2. Do you have no shame, sir? The Netherlands, the United Kingdom, and the United States accused Russia's military intelligence agency, better known as the GRU, of conducting a series of cyber operations against sporting organizations as well as the Organization for the Prohibition of Chemical Weapons (OPCW). First, UK and Dutch authorities held a joint press conference detailing a "close-access cyber operation," where four GRU operatives under diplomatic cover parked outside OPCW headquarters in the Hague to hack its WiFi network. The OPCW is of interest to Moscow given its role in confirming the UK's assessment that the GRU was behind the poisoning of Sergei Skripal and its investigation in the use of chemical weapons in the Syrian civil war. Second, the U.S. Department of Justice announced an indictment against the same four GRU operatives, along with three others (who were also previously indicted under the Mueller probe), for the OPCW operation and others directed at the World Anti-Doping Agency, anti-doping bodies in Canada and the United States, the International Association of Athletics Federations, and FIFA. The targeting of these organizations was part of an influence and disinformation campaign to discredit them because of their criticism and actions against Russia's state-sponsored athlete doping program.

Unsurprisingly, Russia denied the allegations, chalking it up to an "anti-Russia spy-mania," whereas Canada, Australia, New Zealand, and France issued statements supporting the joint Dutch-US-UK allegations. This is the most recent, and arguably best coordinated, instance in which a group of Western countries have jointly denounced malicious Russian cyber activity, with a view of trying to get Moscow to change its behavior. The jury is still out on whether that will work. Russia, however, might want the GRU to invest in better operational security, like not re-using the same laptop for different field operations or prohibiting agents from taking Moscow taxi receipts with them on their way to missions. 

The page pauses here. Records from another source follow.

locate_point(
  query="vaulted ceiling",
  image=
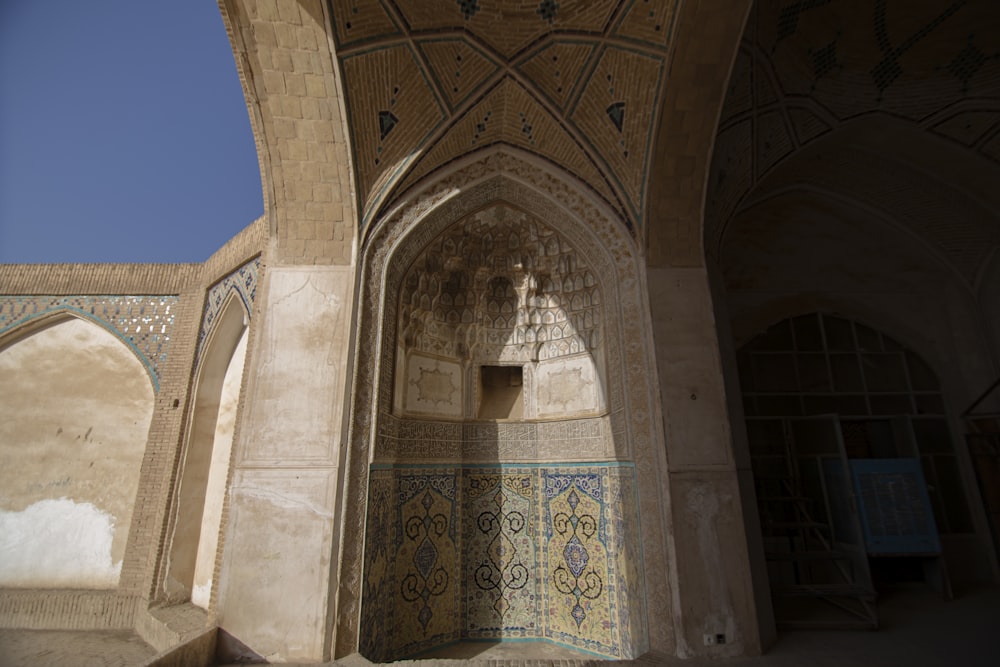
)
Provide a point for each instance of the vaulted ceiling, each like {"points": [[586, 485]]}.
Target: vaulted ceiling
{"points": [[576, 82]]}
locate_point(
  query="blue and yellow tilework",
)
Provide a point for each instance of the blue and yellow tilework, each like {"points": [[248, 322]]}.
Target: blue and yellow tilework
{"points": [[502, 552]]}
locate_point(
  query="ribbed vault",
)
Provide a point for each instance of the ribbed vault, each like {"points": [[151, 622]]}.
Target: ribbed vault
{"points": [[576, 82]]}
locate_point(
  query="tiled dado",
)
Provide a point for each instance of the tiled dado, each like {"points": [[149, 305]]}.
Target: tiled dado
{"points": [[502, 552]]}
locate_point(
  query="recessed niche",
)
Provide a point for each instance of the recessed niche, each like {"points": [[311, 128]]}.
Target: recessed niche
{"points": [[501, 394]]}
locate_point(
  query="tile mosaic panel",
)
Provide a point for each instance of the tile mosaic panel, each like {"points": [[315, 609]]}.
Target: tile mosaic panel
{"points": [[581, 577], [143, 323], [500, 555], [242, 281], [503, 552], [426, 562]]}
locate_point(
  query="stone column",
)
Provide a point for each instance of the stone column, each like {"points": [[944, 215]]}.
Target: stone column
{"points": [[277, 572], [713, 593]]}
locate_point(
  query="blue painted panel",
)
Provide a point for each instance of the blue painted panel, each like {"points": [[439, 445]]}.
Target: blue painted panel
{"points": [[895, 509]]}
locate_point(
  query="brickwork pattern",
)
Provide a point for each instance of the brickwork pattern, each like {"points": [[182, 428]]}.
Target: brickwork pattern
{"points": [[286, 66], [806, 72], [575, 82]]}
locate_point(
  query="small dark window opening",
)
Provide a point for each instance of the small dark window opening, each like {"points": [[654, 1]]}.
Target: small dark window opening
{"points": [[501, 392]]}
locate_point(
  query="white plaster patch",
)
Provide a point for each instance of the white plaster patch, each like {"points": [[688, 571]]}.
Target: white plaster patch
{"points": [[58, 543], [567, 386], [434, 386]]}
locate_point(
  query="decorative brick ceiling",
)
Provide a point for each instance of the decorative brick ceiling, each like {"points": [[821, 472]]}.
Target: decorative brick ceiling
{"points": [[577, 82]]}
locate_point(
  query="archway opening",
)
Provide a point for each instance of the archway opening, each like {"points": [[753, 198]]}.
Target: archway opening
{"points": [[855, 471], [201, 495], [495, 506], [75, 410]]}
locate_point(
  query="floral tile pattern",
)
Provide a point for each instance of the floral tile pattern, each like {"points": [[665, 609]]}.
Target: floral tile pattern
{"points": [[502, 552]]}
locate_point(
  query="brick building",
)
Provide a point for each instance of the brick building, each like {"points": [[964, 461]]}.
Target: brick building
{"points": [[585, 323]]}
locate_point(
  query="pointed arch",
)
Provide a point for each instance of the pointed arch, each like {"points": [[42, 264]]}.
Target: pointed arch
{"points": [[200, 495], [75, 411]]}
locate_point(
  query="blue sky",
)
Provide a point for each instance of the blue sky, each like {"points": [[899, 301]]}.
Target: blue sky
{"points": [[124, 134]]}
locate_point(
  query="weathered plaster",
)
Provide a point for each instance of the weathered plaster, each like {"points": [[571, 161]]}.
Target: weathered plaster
{"points": [[75, 409]]}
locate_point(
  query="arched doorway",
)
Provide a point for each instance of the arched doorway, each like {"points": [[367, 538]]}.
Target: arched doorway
{"points": [[502, 485], [824, 396]]}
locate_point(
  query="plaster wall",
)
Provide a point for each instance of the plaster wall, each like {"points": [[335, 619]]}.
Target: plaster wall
{"points": [[567, 386], [432, 386], [796, 254], [283, 491], [713, 580], [215, 491], [75, 409]]}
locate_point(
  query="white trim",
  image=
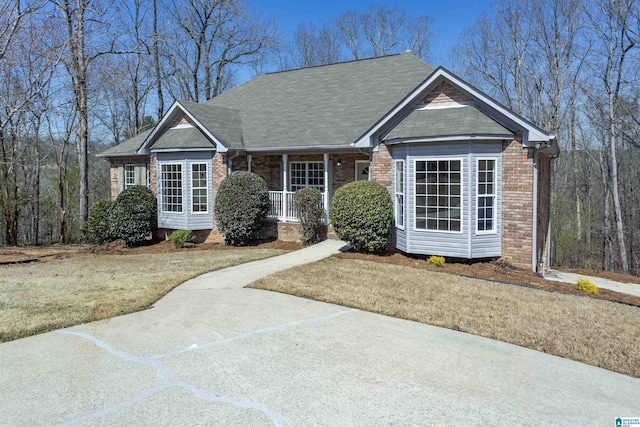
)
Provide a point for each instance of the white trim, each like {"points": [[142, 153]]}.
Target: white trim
{"points": [[531, 133], [181, 150], [356, 171], [182, 126], [462, 138], [404, 193], [306, 184], [124, 169], [415, 193], [206, 187], [164, 124], [182, 186], [445, 105], [495, 196]]}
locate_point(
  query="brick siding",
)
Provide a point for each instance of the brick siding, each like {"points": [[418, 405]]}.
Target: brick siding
{"points": [[544, 182], [517, 203], [381, 166]]}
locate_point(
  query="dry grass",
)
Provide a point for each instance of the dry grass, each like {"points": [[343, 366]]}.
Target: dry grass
{"points": [[588, 330], [81, 287]]}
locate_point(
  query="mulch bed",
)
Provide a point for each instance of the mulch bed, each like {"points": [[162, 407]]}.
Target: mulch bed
{"points": [[33, 253], [495, 271]]}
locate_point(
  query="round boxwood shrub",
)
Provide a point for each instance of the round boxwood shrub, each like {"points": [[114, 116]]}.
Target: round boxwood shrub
{"points": [[362, 214], [98, 222], [134, 215], [242, 203], [307, 202]]}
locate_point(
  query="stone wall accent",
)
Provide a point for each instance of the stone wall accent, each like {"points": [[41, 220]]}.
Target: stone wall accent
{"points": [[114, 176], [445, 92], [517, 203], [381, 166]]}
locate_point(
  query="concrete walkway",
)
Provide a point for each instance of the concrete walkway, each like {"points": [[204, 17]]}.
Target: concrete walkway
{"points": [[625, 288], [214, 353]]}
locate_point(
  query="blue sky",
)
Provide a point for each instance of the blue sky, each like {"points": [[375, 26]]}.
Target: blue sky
{"points": [[451, 17]]}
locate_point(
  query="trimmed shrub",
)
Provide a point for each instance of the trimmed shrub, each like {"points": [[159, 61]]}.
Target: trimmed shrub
{"points": [[134, 215], [307, 202], [242, 203], [98, 222], [436, 261], [585, 285], [180, 237], [362, 214]]}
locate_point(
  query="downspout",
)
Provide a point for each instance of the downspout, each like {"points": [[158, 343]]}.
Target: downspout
{"points": [[552, 156], [367, 153], [534, 243], [546, 148], [229, 161]]}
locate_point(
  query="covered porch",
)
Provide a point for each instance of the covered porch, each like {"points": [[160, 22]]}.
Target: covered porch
{"points": [[289, 172]]}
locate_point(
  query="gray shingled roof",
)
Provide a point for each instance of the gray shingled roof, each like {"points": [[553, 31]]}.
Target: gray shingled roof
{"points": [[128, 147], [190, 137], [317, 106], [325, 105], [223, 123], [441, 122]]}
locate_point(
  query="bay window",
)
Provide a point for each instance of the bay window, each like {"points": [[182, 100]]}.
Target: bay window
{"points": [[438, 195]]}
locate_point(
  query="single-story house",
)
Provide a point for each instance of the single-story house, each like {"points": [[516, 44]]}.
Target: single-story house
{"points": [[469, 178]]}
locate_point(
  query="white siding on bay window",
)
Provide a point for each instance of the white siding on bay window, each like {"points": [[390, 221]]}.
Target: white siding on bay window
{"points": [[187, 219], [466, 243]]}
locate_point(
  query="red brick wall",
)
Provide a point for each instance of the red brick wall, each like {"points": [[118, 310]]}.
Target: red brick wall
{"points": [[445, 92], [115, 163], [270, 169], [381, 166], [517, 203]]}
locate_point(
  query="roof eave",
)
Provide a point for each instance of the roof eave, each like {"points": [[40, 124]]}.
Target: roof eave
{"points": [[440, 138], [145, 149], [531, 133]]}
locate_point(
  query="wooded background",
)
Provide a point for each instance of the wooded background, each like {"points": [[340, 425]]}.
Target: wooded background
{"points": [[77, 77]]}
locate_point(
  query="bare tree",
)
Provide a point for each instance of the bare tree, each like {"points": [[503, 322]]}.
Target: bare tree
{"points": [[315, 46], [210, 40], [88, 39]]}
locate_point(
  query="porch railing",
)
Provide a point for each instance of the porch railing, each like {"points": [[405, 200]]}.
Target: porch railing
{"points": [[280, 199]]}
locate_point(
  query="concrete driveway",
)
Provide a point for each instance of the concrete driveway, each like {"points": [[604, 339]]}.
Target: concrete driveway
{"points": [[212, 354]]}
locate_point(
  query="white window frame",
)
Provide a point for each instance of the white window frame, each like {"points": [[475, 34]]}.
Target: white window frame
{"points": [[182, 187], [399, 189], [306, 184], [415, 195], [129, 167], [205, 188], [494, 195]]}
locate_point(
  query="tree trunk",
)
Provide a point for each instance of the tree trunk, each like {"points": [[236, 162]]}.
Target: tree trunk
{"points": [[156, 61], [613, 183]]}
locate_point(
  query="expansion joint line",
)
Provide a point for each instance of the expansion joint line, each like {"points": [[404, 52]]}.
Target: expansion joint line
{"points": [[168, 381]]}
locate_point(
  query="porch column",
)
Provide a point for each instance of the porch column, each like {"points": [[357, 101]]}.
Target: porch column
{"points": [[326, 188], [285, 207]]}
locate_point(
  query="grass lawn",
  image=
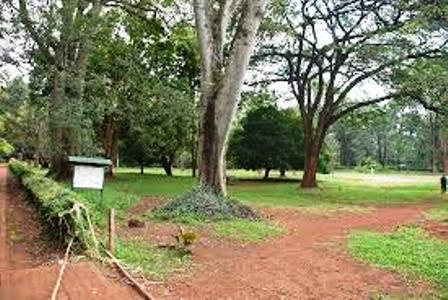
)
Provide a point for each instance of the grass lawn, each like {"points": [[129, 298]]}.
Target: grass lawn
{"points": [[408, 250], [438, 214], [342, 191], [342, 188]]}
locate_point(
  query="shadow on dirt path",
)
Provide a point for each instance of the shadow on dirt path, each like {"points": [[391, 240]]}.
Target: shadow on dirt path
{"points": [[309, 262]]}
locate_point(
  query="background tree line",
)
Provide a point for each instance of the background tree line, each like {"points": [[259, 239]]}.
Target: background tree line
{"points": [[141, 82]]}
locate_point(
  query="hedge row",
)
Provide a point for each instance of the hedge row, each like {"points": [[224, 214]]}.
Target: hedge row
{"points": [[61, 208]]}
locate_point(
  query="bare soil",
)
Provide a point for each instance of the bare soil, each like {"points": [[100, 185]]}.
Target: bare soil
{"points": [[29, 261], [439, 230], [309, 262]]}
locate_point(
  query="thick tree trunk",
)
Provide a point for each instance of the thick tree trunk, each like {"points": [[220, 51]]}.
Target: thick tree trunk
{"points": [[222, 77], [312, 153], [310, 169], [266, 174], [212, 149]]}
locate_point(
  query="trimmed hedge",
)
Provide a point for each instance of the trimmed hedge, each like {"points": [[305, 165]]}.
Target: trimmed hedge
{"points": [[61, 208]]}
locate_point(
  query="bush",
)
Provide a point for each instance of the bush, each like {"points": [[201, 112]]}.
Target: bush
{"points": [[61, 208], [203, 202]]}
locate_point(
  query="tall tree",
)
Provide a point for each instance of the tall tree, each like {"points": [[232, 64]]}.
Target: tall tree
{"points": [[61, 32], [324, 50], [226, 34], [277, 138]]}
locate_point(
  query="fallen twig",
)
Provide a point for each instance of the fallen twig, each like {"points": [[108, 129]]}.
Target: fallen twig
{"points": [[61, 271], [141, 290]]}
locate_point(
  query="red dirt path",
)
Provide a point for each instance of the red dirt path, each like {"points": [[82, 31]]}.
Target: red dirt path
{"points": [[21, 279], [310, 262]]}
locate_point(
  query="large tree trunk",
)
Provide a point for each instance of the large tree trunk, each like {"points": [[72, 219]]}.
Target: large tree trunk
{"points": [[310, 167], [313, 146], [59, 167], [212, 150]]}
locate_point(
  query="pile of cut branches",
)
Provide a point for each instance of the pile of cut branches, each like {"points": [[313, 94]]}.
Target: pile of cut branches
{"points": [[63, 212]]}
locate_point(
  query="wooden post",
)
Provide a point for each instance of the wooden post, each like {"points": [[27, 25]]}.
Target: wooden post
{"points": [[111, 245]]}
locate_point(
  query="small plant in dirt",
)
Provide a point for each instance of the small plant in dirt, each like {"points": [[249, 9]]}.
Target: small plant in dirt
{"points": [[205, 203], [184, 240]]}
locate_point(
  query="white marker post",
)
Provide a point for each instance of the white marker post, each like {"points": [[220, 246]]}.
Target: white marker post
{"points": [[88, 172]]}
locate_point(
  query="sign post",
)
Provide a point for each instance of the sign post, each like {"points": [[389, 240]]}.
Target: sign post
{"points": [[88, 172]]}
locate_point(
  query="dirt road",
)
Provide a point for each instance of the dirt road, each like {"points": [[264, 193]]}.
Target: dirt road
{"points": [[21, 279], [310, 262]]}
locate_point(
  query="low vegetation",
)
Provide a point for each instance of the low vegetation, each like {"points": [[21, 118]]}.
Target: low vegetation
{"points": [[438, 214], [408, 250], [63, 210], [336, 192], [203, 202], [246, 231], [151, 261]]}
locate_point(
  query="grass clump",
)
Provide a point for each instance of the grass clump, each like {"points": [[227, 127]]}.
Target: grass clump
{"points": [[205, 203], [152, 262], [246, 231], [408, 250]]}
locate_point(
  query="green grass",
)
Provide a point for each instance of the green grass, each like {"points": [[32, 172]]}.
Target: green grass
{"points": [[335, 191], [409, 251], [246, 231], [152, 262]]}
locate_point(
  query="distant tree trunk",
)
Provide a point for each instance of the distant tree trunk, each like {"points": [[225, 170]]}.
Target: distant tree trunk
{"points": [[266, 174], [282, 172], [312, 152], [59, 167], [222, 75], [167, 163], [445, 155], [109, 141], [194, 158]]}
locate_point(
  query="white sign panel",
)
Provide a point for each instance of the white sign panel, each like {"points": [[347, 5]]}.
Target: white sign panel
{"points": [[88, 177]]}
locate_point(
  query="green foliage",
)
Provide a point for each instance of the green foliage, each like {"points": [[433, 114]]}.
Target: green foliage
{"points": [[408, 250], [62, 210], [268, 138], [246, 231], [204, 202], [153, 262], [438, 214], [5, 148]]}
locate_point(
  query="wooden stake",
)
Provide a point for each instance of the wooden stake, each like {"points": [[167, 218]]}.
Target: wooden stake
{"points": [[140, 289], [61, 271], [111, 245]]}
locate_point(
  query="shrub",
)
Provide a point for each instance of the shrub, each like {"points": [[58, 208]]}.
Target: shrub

3. Debunking disinformation. The Indonesian government is stepping up its effort to counter fake news before that country's presidential election next year. The country’s communications ministry announced a plan to hold a weekly briefing that debunks disinformation as part of a public-facing education campaign. Indonesia is the world’s third-largest democracy—it also has one of the highest rates of social media usage among its citizens in the world. That’s fertile ground for disinformation and hoaxes. On Thursday, Indonesian authorities arrested eight people responsible for a campaign to spread fake information about the tsunami that hit Indonesia’s Sulawesi island.